"Cinq heures du mat, j'ai des frissons"

 

 

"Cinq heures du mat, j'ai des frissons," les mots comme de la fièvre qu'il faut déposer.

Ce dernier chapitre que j'essaie de construire. Ça fait six fois que j'efface tout.

Il faut que je trouve le point final et qu'en même temps, il s'agisse d'un trait d'union avec le tome 4. Ne pas terminer sur une impression d'inachevé et en même temps trouver le moyen d'exprimer une sorte de pause, comme une respiration avant de replonger.

Les gens qui imaginent que c'est facile d'écrire un bouquin, qu'il suffit de taper sur un clavier, que tout vient avec la facilité de la parole, comme si on discutait avec soi-même, oh, combien ils se trompent.

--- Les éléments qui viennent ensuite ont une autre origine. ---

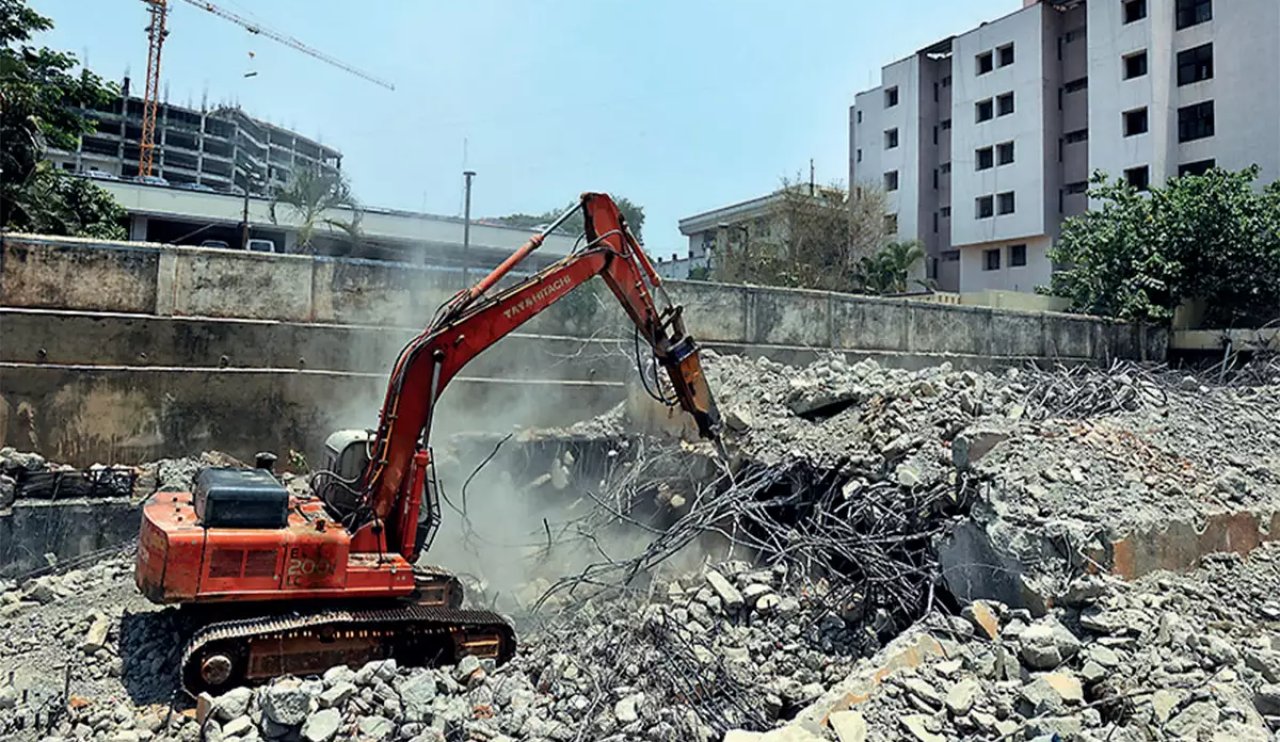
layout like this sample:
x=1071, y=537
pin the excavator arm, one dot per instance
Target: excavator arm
x=474, y=320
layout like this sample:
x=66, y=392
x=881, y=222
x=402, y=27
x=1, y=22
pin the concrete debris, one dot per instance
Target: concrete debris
x=1010, y=497
x=1159, y=682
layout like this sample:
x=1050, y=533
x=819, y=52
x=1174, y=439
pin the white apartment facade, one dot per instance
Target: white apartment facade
x=984, y=141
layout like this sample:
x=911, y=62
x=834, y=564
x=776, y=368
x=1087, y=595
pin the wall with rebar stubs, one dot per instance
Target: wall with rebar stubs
x=126, y=352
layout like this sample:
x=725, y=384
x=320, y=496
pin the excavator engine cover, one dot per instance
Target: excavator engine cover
x=240, y=498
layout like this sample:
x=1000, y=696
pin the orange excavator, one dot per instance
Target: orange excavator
x=286, y=584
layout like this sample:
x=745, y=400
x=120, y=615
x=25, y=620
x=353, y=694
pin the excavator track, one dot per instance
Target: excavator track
x=225, y=654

L'auteur ne discute pas avec lui-même mais avec tous ses personnages et il serait invraisemblable, irrespectueux, inconvenant de ne pas les écouter. Ils ont une vie propre aussi absurde que ça puisse paraître. Et si ça n'était pas le cas, si l'auteur n'était qu'une sorte de Maître du jeu, capable d'ignorer les tourments de ses sujets, capable de gommer les existences, alors il ne serait qu'un monarque présomptueux.

Je ne suis que le transcripteur des existences fictives et cette fiction est si puissante que je ne peux pas, viscéralement, m'autoriser à être inconsistant.

668 pages écrites entre le tome 2 et le tome 3. Il en manque deux ou trois pour poser le point final. Et je suis tiraillé entre l'impatience d'y parvenir et la crainte que ce point ne soit qu'une tâche, un ratage complet, comme si le dernier coup de pinceau sur la toile devenait une rature, un dérapage, une écorchure, une balafre qui resterait à tout jamais. Il y a une forme de peur dans l'écriture, peur de trahir, peur de se tromper, peur de tromper les personnages eux-mêmes, peur de la culpabilité qui en résulterait.

Il y a une forme de responsabilité. Et elle n'est pas fictive. La fiction crée une réalité. On peut y voir un sentiment de paternité ou d'amitié ou d'amour et aucune de ces situations ne peut être considérée avec légèreté. 

Pourquoi est-ce que je prends le temps d'écrire cette réflexion, d'exprimer ces ressentis, pourquoi est-ce que je ne suis pas en train de travailler le roman puisque c'est ce qui m'importe à cette heure indue?

Parce que moi aussi je suis un personnage dans cette histoire, parce que moi aussi j'éprouve des doutes, des tourments, des moments d'incertitude profonde, et j'ai donc besoin, parfois, de sortir de la scène pour prendre du recul, pour m'accorder un moment de répit. Et de ce répit, extraire une analyse, calmer les idées qui fusent, les déposer délicatement les unes à côté des autres, en constituer une sorte de drapeau à prières et les regarder flotter au vent, dans une contemplation sereine.

Ensuite, il est possible de reprendre la route.